By Paramhamsa Yogananda
Meditate regularly, and you will find a joy inside that is real. You will then have something you can compare to sense pleasures. That comparison will automatically make you want to forsake your sorrow-producing bad habits. The best way to overcome temptation is to have something more fulfilling with which to compare it. Never let your mind be seduced by restlessness, through joking too much, too many distractions, and so on. Be deep. As soon as you succumb to restlessness, all the old troubles will begin to exert their pull on the mind once again: sex, wine, and money. Of course, a little fun and laughter is good, occasionally. But don’t let light-mindedness possess you. I, too, like to laugh sometimes, as you know. But when I choose to be serious, nothing and no one can draw me out of my inner Self. Be deep in everything you do. Even when laughing, don’t lose your inner calmness. Be joyful inside, but always inwardly a little withdrawn. Be centered in the joy within. Dwell always in the Self. Come down a little bit when you have to, to eat, or talk, or to do your work; then withdraw into the Self again.
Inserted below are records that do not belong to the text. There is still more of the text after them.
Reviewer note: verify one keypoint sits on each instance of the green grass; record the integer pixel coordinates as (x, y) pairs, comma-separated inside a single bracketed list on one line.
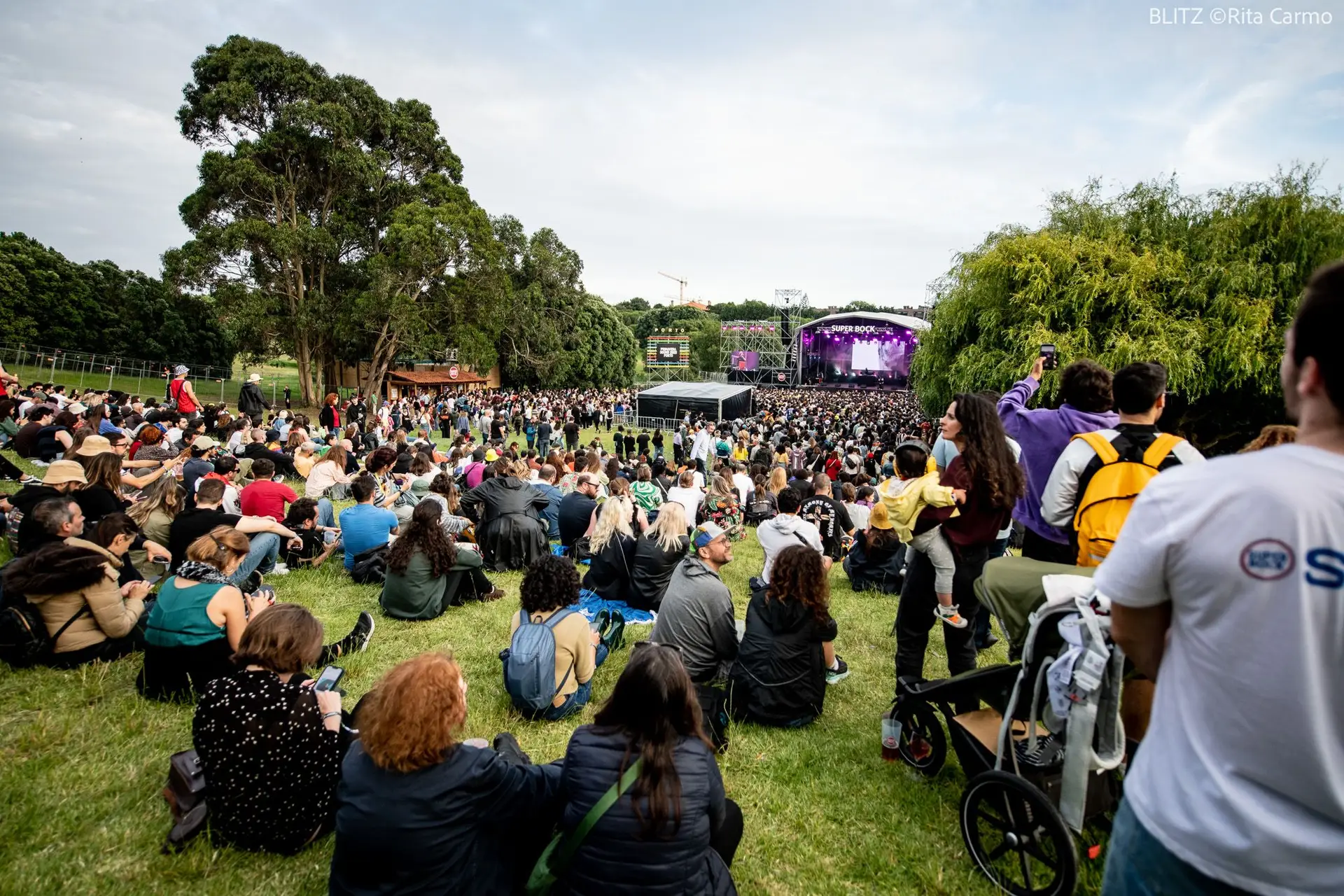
[(83, 761), (283, 371)]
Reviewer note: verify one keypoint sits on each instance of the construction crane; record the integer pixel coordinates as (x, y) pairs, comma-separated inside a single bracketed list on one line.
[(680, 290)]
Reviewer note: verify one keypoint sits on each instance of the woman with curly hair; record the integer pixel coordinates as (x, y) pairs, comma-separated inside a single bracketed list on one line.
[(676, 832), (422, 812), (987, 472), (550, 587), (426, 573), (787, 656)]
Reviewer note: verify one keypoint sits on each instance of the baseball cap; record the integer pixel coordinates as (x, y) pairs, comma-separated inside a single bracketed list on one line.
[(62, 472), (94, 445), (705, 533)]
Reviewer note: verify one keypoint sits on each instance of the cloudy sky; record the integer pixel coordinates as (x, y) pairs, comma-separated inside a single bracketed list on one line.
[(843, 148)]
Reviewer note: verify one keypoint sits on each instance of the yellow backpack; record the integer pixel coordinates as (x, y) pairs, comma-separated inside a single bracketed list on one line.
[(1104, 504)]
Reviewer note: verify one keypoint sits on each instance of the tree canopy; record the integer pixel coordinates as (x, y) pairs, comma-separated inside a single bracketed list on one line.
[(100, 308), (1203, 284), (334, 225)]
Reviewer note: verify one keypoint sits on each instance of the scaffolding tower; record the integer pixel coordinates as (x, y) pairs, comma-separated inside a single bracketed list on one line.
[(769, 344)]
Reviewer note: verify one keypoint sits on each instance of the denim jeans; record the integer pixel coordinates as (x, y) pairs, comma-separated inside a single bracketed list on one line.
[(580, 697), (261, 558), (326, 514), (1139, 865)]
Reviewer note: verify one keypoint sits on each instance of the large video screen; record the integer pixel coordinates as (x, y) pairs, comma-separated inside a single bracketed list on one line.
[(745, 360)]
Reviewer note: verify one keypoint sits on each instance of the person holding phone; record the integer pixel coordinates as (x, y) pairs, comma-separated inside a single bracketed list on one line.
[(1043, 433), (270, 739)]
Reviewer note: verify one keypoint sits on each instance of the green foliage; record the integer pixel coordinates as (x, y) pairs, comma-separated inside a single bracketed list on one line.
[(49, 300), (334, 225), (1203, 284)]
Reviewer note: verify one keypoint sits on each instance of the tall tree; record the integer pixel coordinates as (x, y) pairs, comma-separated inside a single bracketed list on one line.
[(1203, 284)]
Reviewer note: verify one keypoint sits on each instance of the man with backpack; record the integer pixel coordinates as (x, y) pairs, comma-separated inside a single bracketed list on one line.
[(1098, 476), (1226, 586)]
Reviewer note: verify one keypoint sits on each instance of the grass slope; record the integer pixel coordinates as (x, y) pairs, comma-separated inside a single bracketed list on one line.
[(83, 761)]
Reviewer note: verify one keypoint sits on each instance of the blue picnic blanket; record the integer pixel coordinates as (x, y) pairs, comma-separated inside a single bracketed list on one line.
[(590, 605)]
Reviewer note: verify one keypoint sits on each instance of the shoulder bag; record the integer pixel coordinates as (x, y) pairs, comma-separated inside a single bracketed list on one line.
[(558, 855)]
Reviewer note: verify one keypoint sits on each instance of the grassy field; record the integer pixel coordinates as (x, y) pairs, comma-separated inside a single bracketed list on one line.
[(281, 372), (83, 761)]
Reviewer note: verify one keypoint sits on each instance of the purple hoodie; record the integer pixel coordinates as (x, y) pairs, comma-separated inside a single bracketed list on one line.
[(1043, 434)]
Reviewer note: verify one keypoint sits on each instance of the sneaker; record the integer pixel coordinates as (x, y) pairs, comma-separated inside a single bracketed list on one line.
[(839, 673), (951, 615), (358, 637)]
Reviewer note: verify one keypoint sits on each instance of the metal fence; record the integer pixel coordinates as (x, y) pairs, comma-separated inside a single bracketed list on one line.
[(92, 367)]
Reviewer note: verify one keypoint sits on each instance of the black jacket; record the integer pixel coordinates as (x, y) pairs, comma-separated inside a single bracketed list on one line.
[(251, 400), (511, 531), (780, 676), (609, 574), (461, 827), (651, 570), (616, 858)]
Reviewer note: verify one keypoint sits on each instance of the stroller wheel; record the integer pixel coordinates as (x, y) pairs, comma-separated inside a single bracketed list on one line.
[(924, 746), (1018, 837)]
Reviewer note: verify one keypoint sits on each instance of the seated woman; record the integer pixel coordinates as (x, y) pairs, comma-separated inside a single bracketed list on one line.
[(613, 551), (269, 745), (442, 491), (552, 584), (74, 584), (153, 514), (426, 573), (675, 832), (198, 621), (511, 531), (419, 812), (722, 507), (787, 653), (876, 558), (656, 554)]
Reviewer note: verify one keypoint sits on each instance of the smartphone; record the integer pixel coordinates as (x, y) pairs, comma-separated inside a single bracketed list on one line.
[(330, 679)]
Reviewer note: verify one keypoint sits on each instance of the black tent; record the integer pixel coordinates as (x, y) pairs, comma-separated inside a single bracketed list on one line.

Be calmly active, and actively calm. That is the way of the yogi.
Don’t waste the perception of God’s presence, acquired in meditation, by useless chatting. Idle words are like bullets: they riddle the milk pail of peace. In devoting time unnecessarily to conversation and exuberant laughter, you’ll find you have nothing left inside. Fill the pail of your consciousness with the milk of meditative peace, then keep it filled. Joking is false happiness. Too much laughter riddles the mind and lets the peace in the bucket flow out, wasting it.
If you want to be happy, learn to live alone and to plunge into introspection about every experience—good books, problems, religion, philosophy, and inner happiness. Contented, self-chosen, habitual seclusion is the price of real happiness. When you are forced into a crowd of talkers, retire within the cell of your deep thoughts and enjoy the peace of your inner fountain of silence.
When a cloudy day comes, think of the clusters of sunny days that you have had. When the blues come and make you feel they are going to take a permanent lease on your life, think of the numberless days of happiness which you have enjoyed in the past. It is ingratitude to the Giver of all gifts to forget the healthy smiles enjoyed for fifty years just because you have been sick for six months. There is no sense in unbalancing your mind and forgetting years of happiness by taking too seriously the sorrows of a few weeks or a few months.
Be not afraid of this temporary mortal ignorance, for within your soul lies buried the unopened mine of the wisdom of God. Since you are made in His image, all His wisdom and happiness lie hidden somewhere in the disorganized cellar of your subconsciousness. To smile when all things are going well is easy and natural, but to smile when all things try to ruin you is difficult, superconscious, admirable, and the harbinger of lasting happiness. Become a smile specialist and a doctor of blues, healing all the sad and weary hearts you meet by the x-ray of your smiles. When you are sick, do not concentrate on the length of your suffering, but dream about the youthful, healthful years you have already enjoyed. What you have had, you can have again if you try hard enough. To give up is the difficult, miserable way in the long run; to try hard until you succeed is the easiest way.
Banish sadness with joy; destroy sickening thoughts of failure with the tonic of success consciousness. Polish disharmony with the chisel of harmony. Cauterize worries with calmness. Cast sorrows into the flames of happiness. Shame unkindness by kindness. Dethrone sick thoughts and place King Vitality on the throne of right living. Banish restlessness and ignorance from the shores of your mind. Establish the kingdom of silence within, and the God of happiness will freely enter.